Our study aimed to predict sleep duration among teachers using the Theory of Planned Behavior (TPB; [14] ) and investigated whether an intervention based on implementation intentions can increase sleep hours and sleep quality in a controlled approach. Although the TBP has already been applied successfully in the context of sleep [15], all studies were conducted among students, so that results should not be generalized to our target group of teachers without further examination.

The TPB states that the most proximal determinant of an individual’s behavior is behavioral intention, which is understood as a function of three motivational variables: perceived behavioral control (PBC), subjective norm, and attitude towards the behavior. It is further assumed that PBC can determine behavior directly as well. The TPB has been successfully applied to a wide range of health-related behaviors like physical activity, nutrition behaviors, and alcohol consumption [16,17,18].

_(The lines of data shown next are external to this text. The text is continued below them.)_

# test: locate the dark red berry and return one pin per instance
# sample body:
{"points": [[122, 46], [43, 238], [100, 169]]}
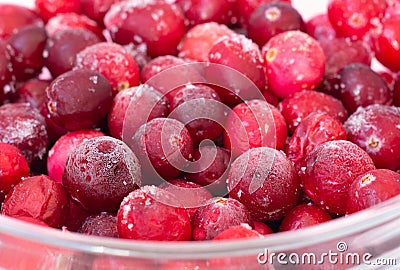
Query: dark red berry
{"points": [[13, 167], [372, 188], [58, 154], [38, 197], [103, 224], [293, 61], [265, 181], [79, 99], [151, 213], [100, 172], [329, 170], [376, 129], [217, 215]]}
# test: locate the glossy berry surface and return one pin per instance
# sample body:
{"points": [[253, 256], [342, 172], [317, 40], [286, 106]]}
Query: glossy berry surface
{"points": [[372, 188], [313, 130], [298, 106], [166, 21], [303, 216], [217, 215], [100, 172], [58, 154], [111, 60], [103, 224], [263, 173], [25, 128], [151, 213], [163, 146], [38, 197], [330, 169], [375, 128], [79, 99], [13, 167], [254, 124], [293, 61]]}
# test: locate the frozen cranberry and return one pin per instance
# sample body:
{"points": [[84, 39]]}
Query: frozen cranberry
{"points": [[32, 92], [151, 213], [112, 61], [5, 72], [217, 215], [376, 130], [200, 109], [203, 11], [299, 105], [262, 228], [163, 146], [64, 21], [25, 128], [50, 8], [62, 48], [190, 195], [26, 50], [247, 7], [100, 172], [355, 18], [164, 25], [97, 9], [13, 167], [386, 42], [320, 27], [103, 224], [293, 61], [303, 216], [254, 124], [272, 18], [237, 232], [13, 17], [79, 99], [361, 86], [199, 40], [38, 197], [329, 170], [265, 181], [209, 167], [58, 154], [241, 54], [313, 130], [371, 188], [132, 108]]}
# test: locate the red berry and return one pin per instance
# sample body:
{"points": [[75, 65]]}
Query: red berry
{"points": [[303, 216], [100, 172], [376, 129], [329, 170], [38, 197], [265, 181], [313, 130], [151, 213], [301, 104], [132, 108], [58, 154], [164, 25], [13, 167], [79, 99], [293, 61], [163, 146], [111, 60], [372, 188], [103, 224], [254, 124], [217, 215]]}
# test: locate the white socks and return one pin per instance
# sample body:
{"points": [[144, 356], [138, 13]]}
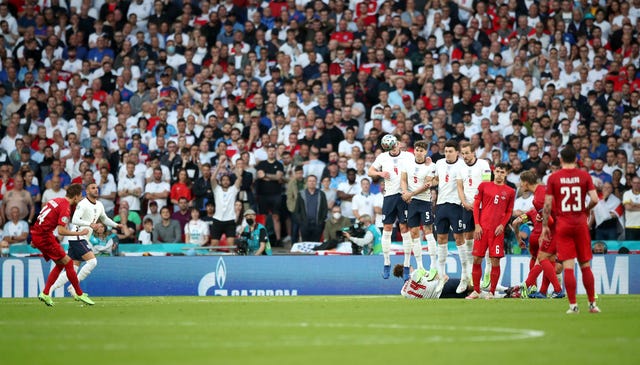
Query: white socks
{"points": [[442, 259], [469, 244], [386, 246], [464, 261], [433, 247], [87, 268], [417, 252], [407, 242]]}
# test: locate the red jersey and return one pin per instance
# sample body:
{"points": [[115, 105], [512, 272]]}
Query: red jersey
{"points": [[569, 188], [538, 204], [55, 213], [497, 204]]}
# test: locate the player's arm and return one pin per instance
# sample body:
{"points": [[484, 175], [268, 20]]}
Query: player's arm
{"points": [[593, 199], [373, 172], [238, 179], [508, 214], [77, 216], [476, 212], [64, 231], [404, 187], [463, 200]]}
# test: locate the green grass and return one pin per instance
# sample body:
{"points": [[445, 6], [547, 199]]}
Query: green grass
{"points": [[316, 330]]}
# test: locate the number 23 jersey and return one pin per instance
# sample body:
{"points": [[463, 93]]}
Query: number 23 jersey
{"points": [[569, 188]]}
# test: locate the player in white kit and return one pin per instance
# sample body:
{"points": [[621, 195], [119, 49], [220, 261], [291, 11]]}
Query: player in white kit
{"points": [[475, 171], [87, 214], [388, 166], [416, 191], [448, 207]]}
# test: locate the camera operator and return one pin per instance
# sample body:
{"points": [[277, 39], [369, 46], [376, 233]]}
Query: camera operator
{"points": [[371, 242], [256, 236]]}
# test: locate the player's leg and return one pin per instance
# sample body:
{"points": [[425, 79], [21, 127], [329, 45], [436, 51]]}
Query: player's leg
{"points": [[389, 213], [407, 242], [417, 246], [442, 235], [496, 251], [584, 255], [468, 229]]}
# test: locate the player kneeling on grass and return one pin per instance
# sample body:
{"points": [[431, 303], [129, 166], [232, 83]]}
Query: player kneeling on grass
{"points": [[88, 213], [492, 210], [418, 286]]}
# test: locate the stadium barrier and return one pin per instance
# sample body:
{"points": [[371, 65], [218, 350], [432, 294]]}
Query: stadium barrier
{"points": [[274, 276], [164, 249]]}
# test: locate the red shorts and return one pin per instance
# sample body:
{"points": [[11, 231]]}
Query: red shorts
{"points": [[533, 244], [572, 241], [49, 246], [490, 241]]}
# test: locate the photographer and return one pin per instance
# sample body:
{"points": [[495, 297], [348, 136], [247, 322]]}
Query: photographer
{"points": [[255, 235], [371, 241]]}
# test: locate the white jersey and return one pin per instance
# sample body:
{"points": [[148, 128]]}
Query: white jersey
{"points": [[417, 173], [472, 176], [448, 175], [392, 165], [88, 213], [421, 289], [225, 203]]}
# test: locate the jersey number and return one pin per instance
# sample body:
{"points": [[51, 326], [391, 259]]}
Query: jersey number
{"points": [[43, 214], [573, 192]]}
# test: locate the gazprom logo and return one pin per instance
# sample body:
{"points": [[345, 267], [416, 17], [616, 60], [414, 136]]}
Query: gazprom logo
{"points": [[215, 279], [221, 273]]}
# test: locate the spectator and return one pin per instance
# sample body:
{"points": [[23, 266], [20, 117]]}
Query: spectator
{"points": [[126, 234], [102, 241], [181, 189], [311, 210], [168, 230], [257, 237], [196, 231], [631, 201]]}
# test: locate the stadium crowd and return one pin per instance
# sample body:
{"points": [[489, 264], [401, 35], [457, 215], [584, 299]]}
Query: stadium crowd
{"points": [[284, 104]]}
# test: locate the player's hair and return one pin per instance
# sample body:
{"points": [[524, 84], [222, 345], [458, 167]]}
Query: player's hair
{"points": [[503, 165], [529, 177], [398, 271], [421, 144], [568, 154], [74, 190], [464, 144], [453, 144]]}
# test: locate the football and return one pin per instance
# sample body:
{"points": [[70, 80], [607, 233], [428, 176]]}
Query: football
{"points": [[388, 142]]}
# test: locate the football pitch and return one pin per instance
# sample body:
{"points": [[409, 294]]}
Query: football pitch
{"points": [[317, 330]]}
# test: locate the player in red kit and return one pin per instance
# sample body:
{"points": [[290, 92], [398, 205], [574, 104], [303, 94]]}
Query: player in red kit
{"points": [[542, 254], [492, 209], [567, 191], [56, 214]]}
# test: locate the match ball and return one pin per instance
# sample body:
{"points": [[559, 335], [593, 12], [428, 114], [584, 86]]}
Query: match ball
{"points": [[388, 142]]}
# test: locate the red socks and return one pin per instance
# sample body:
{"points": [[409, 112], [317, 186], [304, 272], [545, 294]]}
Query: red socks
{"points": [[53, 276], [495, 276], [476, 273], [589, 283], [73, 277]]}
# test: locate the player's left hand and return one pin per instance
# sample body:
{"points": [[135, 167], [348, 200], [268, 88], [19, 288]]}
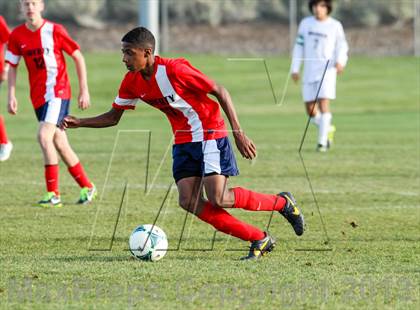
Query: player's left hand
{"points": [[245, 145], [69, 122], [83, 100], [339, 67]]}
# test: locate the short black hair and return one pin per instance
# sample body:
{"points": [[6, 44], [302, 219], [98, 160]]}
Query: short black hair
{"points": [[141, 37], [328, 3]]}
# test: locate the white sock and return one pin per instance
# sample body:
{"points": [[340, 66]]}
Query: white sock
{"points": [[324, 128], [316, 120]]}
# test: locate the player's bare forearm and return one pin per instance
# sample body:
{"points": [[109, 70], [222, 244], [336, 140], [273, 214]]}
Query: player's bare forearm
{"points": [[5, 72], [245, 146], [226, 103], [12, 103], [108, 119], [84, 98]]}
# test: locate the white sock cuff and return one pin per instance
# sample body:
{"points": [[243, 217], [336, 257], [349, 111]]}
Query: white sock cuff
{"points": [[326, 116]]}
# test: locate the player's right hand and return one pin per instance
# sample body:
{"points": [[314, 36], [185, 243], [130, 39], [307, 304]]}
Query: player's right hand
{"points": [[245, 145], [12, 106], [69, 122]]}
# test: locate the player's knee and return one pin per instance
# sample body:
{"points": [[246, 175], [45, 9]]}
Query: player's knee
{"points": [[45, 140], [187, 203], [216, 201], [60, 146]]}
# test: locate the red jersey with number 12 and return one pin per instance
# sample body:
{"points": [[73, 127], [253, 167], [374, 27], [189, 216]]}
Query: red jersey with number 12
{"points": [[42, 51], [180, 91]]}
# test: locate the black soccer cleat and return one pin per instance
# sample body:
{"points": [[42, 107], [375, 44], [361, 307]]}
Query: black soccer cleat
{"points": [[260, 247], [292, 213]]}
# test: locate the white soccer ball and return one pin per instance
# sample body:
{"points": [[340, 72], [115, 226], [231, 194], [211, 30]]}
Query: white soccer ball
{"points": [[148, 242]]}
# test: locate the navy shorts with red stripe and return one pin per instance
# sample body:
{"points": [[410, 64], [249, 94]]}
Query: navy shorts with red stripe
{"points": [[204, 158]]}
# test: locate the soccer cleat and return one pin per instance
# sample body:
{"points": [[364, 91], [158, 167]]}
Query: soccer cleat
{"points": [[5, 150], [50, 200], [260, 247], [87, 195], [292, 213], [331, 134]]}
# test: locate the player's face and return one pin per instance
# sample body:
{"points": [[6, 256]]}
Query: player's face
{"points": [[320, 10], [134, 58], [32, 9]]}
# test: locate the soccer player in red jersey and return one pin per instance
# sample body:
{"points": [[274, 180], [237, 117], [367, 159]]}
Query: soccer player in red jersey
{"points": [[41, 44], [5, 144], [202, 151]]}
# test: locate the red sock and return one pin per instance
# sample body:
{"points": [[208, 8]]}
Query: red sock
{"points": [[3, 135], [51, 178], [224, 222], [253, 201], [79, 175]]}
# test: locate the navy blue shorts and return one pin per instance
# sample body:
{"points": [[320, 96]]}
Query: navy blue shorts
{"points": [[203, 159], [53, 111]]}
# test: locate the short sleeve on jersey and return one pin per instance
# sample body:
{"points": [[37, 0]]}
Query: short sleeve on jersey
{"points": [[126, 99], [4, 31], [192, 78], [64, 39], [13, 51]]}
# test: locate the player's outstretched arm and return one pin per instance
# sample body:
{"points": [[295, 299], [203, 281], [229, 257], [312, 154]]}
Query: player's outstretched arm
{"points": [[84, 98], [245, 146], [12, 103], [108, 119]]}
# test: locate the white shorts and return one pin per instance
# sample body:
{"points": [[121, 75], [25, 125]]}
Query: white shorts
{"points": [[327, 91]]}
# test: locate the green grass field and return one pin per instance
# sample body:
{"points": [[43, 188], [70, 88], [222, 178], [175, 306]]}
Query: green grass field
{"points": [[367, 189]]}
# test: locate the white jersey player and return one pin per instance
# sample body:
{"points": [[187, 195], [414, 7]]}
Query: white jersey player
{"points": [[320, 39]]}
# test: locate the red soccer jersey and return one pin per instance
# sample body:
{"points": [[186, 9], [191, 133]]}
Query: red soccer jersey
{"points": [[4, 37], [180, 91], [43, 53]]}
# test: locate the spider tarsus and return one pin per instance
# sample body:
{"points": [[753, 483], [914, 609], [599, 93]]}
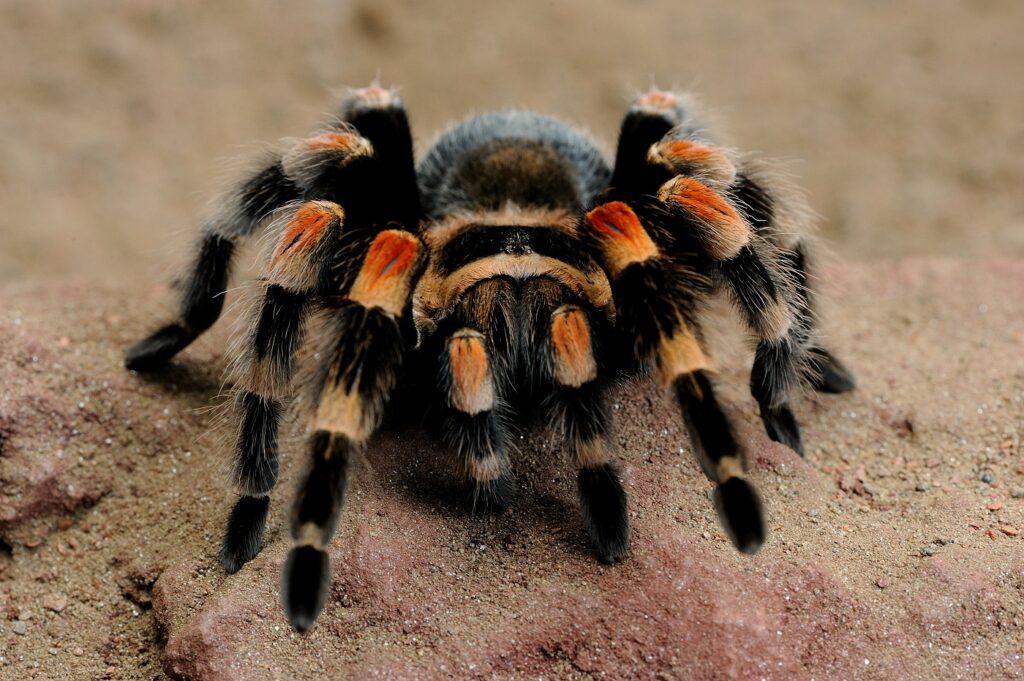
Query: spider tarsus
{"points": [[781, 426], [304, 581], [827, 374], [256, 465], [604, 510], [740, 513], [155, 350], [244, 535]]}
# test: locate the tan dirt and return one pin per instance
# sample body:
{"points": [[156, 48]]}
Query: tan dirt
{"points": [[892, 552]]}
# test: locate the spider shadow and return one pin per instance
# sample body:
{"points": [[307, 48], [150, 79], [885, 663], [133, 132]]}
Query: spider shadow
{"points": [[412, 461], [185, 377]]}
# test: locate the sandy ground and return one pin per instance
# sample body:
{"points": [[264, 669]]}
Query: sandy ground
{"points": [[902, 121], [892, 543], [896, 549]]}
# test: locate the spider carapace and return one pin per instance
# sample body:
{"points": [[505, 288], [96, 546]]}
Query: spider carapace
{"points": [[513, 260]]}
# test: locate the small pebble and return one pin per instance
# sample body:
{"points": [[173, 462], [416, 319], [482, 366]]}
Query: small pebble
{"points": [[54, 602]]}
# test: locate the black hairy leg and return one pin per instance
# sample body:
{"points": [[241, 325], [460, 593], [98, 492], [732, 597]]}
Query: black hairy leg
{"points": [[473, 424], [339, 165], [306, 571], [353, 386], [719, 452], [297, 272], [658, 303], [650, 118], [578, 407], [823, 371], [204, 287]]}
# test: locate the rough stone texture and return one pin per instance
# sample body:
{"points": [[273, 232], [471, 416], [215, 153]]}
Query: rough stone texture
{"points": [[844, 589]]}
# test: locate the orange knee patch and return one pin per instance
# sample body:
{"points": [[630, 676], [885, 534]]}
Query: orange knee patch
{"points": [[623, 239], [377, 97], [339, 141], [723, 231], [472, 385], [690, 158], [680, 353], [293, 263], [386, 277], [572, 358], [658, 99]]}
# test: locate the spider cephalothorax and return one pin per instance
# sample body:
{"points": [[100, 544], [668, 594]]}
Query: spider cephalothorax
{"points": [[514, 266]]}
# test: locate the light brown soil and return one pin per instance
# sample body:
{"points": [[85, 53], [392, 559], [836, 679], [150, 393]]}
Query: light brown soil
{"points": [[903, 121], [886, 545], [894, 472]]}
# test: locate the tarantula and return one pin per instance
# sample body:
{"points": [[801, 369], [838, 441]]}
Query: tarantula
{"points": [[516, 274]]}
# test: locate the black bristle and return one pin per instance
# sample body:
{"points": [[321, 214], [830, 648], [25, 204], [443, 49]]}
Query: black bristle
{"points": [[305, 578], [781, 426], [604, 510], [256, 465], [154, 351], [204, 292], [493, 496], [827, 374], [740, 514], [244, 535]]}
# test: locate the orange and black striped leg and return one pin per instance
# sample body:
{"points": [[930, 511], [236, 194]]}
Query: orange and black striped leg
{"points": [[578, 405], [473, 424], [768, 304], [716, 445], [772, 378], [298, 269], [823, 371], [649, 118], [379, 115], [353, 389], [338, 165], [203, 290], [306, 571]]}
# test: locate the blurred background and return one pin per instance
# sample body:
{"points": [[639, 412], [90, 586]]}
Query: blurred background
{"points": [[903, 121]]}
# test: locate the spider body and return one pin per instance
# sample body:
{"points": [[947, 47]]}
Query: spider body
{"points": [[515, 271]]}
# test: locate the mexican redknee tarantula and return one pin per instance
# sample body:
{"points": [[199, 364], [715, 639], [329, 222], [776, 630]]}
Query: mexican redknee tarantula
{"points": [[512, 268]]}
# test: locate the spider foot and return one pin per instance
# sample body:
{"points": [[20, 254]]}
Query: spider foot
{"points": [[781, 425], [492, 497], [740, 514], [244, 536], [603, 501], [156, 349], [304, 581], [827, 374]]}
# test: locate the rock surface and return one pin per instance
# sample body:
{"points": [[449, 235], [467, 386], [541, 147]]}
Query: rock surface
{"points": [[880, 562]]}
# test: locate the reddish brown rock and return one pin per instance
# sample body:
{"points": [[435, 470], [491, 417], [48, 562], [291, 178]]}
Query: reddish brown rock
{"points": [[421, 589]]}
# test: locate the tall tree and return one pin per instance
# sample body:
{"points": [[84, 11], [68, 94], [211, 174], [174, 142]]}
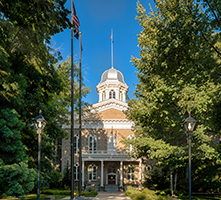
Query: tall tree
{"points": [[30, 80], [178, 71]]}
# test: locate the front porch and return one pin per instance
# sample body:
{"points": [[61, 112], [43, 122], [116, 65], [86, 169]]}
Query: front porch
{"points": [[105, 170]]}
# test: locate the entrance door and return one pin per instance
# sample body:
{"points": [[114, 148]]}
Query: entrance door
{"points": [[111, 179]]}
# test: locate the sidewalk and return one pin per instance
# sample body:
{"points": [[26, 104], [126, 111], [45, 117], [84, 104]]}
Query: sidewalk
{"points": [[111, 195], [104, 196]]}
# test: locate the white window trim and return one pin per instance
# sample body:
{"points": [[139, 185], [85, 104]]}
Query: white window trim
{"points": [[76, 172], [131, 173], [93, 173], [130, 148], [77, 144], [112, 147], [94, 139]]}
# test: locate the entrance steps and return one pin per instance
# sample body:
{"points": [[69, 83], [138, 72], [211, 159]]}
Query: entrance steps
{"points": [[111, 188]]}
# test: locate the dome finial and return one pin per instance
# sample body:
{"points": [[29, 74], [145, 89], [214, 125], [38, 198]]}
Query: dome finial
{"points": [[112, 51]]}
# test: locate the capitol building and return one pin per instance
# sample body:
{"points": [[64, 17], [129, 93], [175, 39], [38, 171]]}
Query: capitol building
{"points": [[106, 162]]}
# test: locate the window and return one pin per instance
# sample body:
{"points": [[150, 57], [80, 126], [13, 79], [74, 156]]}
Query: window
{"points": [[130, 148], [92, 172], [103, 95], [147, 171], [112, 94], [76, 143], [112, 142], [92, 143], [121, 96], [130, 173], [76, 172]]}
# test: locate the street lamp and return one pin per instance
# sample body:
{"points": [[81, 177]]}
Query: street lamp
{"points": [[40, 123], [189, 125]]}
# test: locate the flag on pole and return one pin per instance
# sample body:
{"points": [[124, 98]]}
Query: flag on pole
{"points": [[76, 22]]}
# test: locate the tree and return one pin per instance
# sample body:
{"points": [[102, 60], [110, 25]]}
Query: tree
{"points": [[178, 71], [30, 80], [16, 178]]}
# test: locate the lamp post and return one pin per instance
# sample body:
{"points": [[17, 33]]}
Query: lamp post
{"points": [[189, 125], [40, 123]]}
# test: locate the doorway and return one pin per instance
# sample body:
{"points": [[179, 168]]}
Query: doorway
{"points": [[111, 179]]}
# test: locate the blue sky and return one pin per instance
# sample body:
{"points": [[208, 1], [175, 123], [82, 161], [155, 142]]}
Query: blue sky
{"points": [[97, 18]]}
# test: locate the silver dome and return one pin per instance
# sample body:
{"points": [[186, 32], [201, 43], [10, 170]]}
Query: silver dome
{"points": [[112, 74]]}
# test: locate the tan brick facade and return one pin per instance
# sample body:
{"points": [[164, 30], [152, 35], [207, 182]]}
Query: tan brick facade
{"points": [[105, 158]]}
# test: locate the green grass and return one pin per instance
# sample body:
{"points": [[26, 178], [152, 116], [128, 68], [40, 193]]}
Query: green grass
{"points": [[58, 194], [34, 197], [147, 194]]}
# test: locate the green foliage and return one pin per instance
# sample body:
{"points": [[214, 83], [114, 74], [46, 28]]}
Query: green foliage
{"points": [[91, 193], [30, 80], [178, 71], [16, 179], [145, 194], [66, 180]]}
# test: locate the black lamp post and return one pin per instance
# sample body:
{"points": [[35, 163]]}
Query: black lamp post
{"points": [[40, 123], [189, 125]]}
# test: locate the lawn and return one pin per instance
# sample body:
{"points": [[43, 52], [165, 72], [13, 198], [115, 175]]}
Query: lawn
{"points": [[147, 194], [58, 194]]}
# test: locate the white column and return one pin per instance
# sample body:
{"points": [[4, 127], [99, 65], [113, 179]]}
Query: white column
{"points": [[107, 94], [82, 173], [140, 171], [117, 94], [121, 173], [124, 96], [102, 173], [100, 95]]}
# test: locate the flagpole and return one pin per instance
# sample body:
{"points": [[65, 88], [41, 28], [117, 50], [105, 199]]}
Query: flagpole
{"points": [[112, 50], [80, 142], [72, 108]]}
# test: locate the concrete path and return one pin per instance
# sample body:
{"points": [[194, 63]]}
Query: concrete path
{"points": [[111, 195], [104, 196]]}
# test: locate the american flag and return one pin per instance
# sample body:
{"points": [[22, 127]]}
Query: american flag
{"points": [[76, 22]]}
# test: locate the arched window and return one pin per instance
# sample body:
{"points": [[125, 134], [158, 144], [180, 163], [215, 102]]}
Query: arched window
{"points": [[130, 173], [76, 172], [103, 95], [130, 148], [112, 142], [92, 143], [76, 144], [120, 96], [92, 172], [147, 171], [112, 94]]}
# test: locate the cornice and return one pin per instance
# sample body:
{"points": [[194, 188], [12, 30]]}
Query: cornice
{"points": [[107, 104], [91, 123]]}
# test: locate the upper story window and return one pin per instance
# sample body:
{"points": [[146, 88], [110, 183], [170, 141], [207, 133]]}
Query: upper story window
{"points": [[76, 143], [112, 142], [76, 172], [103, 95], [130, 148], [130, 173], [120, 96], [147, 171], [92, 172], [112, 94], [92, 143]]}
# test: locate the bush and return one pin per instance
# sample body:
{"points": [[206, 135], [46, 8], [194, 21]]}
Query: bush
{"points": [[145, 194], [56, 192], [91, 193]]}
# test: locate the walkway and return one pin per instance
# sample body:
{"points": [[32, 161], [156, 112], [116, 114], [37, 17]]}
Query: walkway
{"points": [[104, 196], [111, 195]]}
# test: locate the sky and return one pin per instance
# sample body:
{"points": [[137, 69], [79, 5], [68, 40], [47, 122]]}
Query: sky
{"points": [[97, 18]]}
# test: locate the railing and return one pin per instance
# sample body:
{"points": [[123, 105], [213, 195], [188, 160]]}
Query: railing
{"points": [[103, 152]]}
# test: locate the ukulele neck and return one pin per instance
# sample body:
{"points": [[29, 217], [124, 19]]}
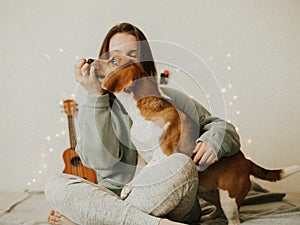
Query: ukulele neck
{"points": [[72, 132]]}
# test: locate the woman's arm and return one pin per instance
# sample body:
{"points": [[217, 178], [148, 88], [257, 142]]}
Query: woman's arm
{"points": [[220, 135], [104, 142], [103, 133]]}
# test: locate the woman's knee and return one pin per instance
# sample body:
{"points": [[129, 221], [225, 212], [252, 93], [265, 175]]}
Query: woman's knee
{"points": [[184, 165]]}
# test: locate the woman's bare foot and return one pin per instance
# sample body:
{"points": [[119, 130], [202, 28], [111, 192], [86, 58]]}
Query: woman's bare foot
{"points": [[58, 219], [168, 222]]}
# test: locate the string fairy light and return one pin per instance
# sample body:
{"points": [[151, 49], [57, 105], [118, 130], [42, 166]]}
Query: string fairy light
{"points": [[44, 156]]}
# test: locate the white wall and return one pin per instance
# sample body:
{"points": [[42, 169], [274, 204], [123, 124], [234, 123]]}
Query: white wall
{"points": [[40, 41]]}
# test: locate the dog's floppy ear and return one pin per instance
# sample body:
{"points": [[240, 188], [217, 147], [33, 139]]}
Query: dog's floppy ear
{"points": [[121, 79]]}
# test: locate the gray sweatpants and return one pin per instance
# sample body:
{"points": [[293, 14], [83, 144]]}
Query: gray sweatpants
{"points": [[167, 189]]}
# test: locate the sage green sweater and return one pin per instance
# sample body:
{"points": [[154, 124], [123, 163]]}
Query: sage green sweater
{"points": [[104, 136]]}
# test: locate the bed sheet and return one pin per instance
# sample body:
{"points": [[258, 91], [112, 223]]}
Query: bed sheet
{"points": [[259, 207]]}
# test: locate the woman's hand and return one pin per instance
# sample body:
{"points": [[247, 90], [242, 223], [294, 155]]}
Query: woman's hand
{"points": [[204, 155], [85, 75]]}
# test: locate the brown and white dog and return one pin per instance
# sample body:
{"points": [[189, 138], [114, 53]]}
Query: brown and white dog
{"points": [[160, 129]]}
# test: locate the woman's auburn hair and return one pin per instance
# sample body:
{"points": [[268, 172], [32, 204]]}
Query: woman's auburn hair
{"points": [[144, 51]]}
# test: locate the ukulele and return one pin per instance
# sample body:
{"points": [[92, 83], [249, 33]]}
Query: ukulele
{"points": [[73, 164]]}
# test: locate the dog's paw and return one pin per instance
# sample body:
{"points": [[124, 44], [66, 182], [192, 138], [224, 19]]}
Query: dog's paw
{"points": [[125, 191]]}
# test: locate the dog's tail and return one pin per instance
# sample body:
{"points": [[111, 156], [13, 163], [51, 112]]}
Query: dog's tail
{"points": [[272, 175]]}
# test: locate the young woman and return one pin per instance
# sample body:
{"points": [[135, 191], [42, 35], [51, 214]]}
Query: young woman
{"points": [[167, 190]]}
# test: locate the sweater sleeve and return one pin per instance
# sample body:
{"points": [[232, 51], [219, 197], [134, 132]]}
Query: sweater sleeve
{"points": [[104, 141], [216, 132]]}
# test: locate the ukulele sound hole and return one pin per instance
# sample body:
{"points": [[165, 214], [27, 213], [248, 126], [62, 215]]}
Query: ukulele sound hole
{"points": [[75, 161]]}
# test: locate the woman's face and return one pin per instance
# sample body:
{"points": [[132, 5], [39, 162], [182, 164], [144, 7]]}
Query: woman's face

However, the application of the TPB in the study of sleep behavior is surprisingly rare and focusses on student samples. A recent review [15] identified six studies using the TPB measuring actual behavioral outcomes beyond intention in the areas of sleep hygiene, sleep duration, or sleep patterns, and an additional study was published afterwards [19]. Knowlden et al. [20] reported that attitude, subjective norm, and PBC explained 36% of variance in behavioral intention to get enough sleep, and PBC and intention explained 34% of variance in self-reported last night’s sleep duration among US American students. In a second cross-sectional study with Chinese students, TPB predictors explained 43% of variance in the intention to sleep healthily and PBC and intention explained 19% regarding the respective behavior [21]. Among Australian university students, Kor and Mullan [22] found that intention and PBC were predictors of sleep hygiene behavior, although response inhibition (Go/NoGo task) accounted for more variance. Two studies assessed self-reported and actigraphy-recorded sleep duration among US students over the course of 1 week [23, 24]. The first indicated that intentions predicted variability in self-reported (18%) and actigraph sleep duration (14%), with PBC predicting 9% of additional variability for both measures beyond intention [23]. Similarly, the second [24] reported that intention significantly explained diary-based (15%) and actigraphy-recorded sleep duration (11%). The study with the largest follow-up period of 6 months examined sleep hygiene and quality of Iranian high school students [25]. TPB predictors explained about 50% of variance in behavioral intentions regarding sleep hygiene. Intention, PBC, coping and action planning together accounted for 60% of variance in sleep hygiene behavior, which, in turn, explained about 8% of variance in sleep quality. The most recent prospective study [19] on sleep hygiene in Australian and Hong Kong university students pointed out that TPB models including action planning explained 52% (Australia) and 48% (Hong Kong) of variance in sleep hygiene behavior assessed 4 weeks after a baseline questionnaire.

Implementation Intentions

The key variable in the TPB is the intention to behave in a certain way, in this case, the intention to get enough sleep. However, as in other areas of health-related behavior, there often is a gap between intention and behavior [26]. As Loft and Cameron stated, many working adults have the intention to get sufficient sleep “but they fail to execute the necessary actions to do so” (27, p. 260). An effective method to overcome the intention-behavior gap is the use of implementation intentions: if–then plans that link anticipated situations to specific goal-directed responses. Thereby, behaviors become more automatic, as the need for conscious decision-making and distraction is reduced by the mental stimulus–response linkage between cue and behavior [28]. A meta-analysis including 94 studies calculated that implementation intentions had a positive effect (d = .65) on goal attainment [29]. Up to now, implementation intentions were only very rarely applied in intervention studies aiming to improve sleep. Two studies have yielded promising results in improving sleep patterns by building easy but effective “if–then” structured intentions [27, 30]. A third recent study found positive effects of implementation intentions combined with mental contrasting on bedtime procrastination [31] in terms of a reduced discrepancy between intended and actual bedtime. However, self-reported sleep duration was not affected.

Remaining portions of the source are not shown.